Migrate from Thanos to Mimir using Thanos sidecar
As an operator, you can migrate a deployment of Thanos to Grafana Mimir by using Thanos sidecar to move metrics over with a stepped workflow.
Overview
An option when migrating is to allow Thanos to query Mimir. This way you retain historical data via your existing Thanos deployment while pointing all of your Prometheus servers (or grafana agents and other metric sources) to Mimir.
The overall setup consists of setting up Thanos Sidecar alongside Mimir and then pointing Thanos Query to the sidecar as if it was just a normal sidecar.
This is not so much of a guide as it is a collection of configurations that have been used with success prior.
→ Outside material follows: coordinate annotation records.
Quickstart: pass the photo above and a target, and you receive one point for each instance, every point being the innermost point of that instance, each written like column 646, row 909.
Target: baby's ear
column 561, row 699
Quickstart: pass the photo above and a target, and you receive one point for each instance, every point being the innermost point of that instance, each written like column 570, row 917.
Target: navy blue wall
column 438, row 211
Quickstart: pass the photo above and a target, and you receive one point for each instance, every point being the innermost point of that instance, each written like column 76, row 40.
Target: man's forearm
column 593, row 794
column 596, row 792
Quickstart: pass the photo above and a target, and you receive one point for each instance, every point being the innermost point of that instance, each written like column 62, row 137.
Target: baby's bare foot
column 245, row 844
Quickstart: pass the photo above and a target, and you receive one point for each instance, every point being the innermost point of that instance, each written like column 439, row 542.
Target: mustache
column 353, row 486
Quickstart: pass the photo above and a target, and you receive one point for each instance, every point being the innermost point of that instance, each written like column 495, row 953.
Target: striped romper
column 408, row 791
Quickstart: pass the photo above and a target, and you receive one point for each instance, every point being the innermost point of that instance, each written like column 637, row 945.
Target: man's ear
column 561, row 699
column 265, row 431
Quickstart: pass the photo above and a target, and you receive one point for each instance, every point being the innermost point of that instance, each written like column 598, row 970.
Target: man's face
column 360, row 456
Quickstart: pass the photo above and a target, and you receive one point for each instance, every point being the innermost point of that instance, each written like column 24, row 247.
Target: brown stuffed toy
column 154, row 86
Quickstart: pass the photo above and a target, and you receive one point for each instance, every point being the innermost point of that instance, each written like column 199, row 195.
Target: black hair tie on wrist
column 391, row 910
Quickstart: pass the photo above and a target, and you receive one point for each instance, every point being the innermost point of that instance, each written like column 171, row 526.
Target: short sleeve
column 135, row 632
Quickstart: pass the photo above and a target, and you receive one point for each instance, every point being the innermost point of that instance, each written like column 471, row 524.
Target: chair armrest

Warning: This setup is unsupported, experimental and has not been battle tested. Your mileage may vary, ensure you have tested this for your use case and have made appropriate backups (and tested your procedures for recovery)
Technical details
There are very few obstacles to get this working properly. Thanos Sidecar is designed to work with the Prometheus API which Mimir (almost) implements. There are only 2 endpoints that are not implemented that we need to “spoof” to get Thanos sidecar to believe it is connecting to a Prometheus server: /api/v1/status/buildinfo
and /api/v1/status/config
. We spoof these endpoints using NGINX (more details later).
The only other roadblock is the requirement for requests to Mimir to contain the X-Scope-Org-Id
header to identify the Tenant. We inject this header using another NGINX container sitting in between Thanos Sidecar and Mimir.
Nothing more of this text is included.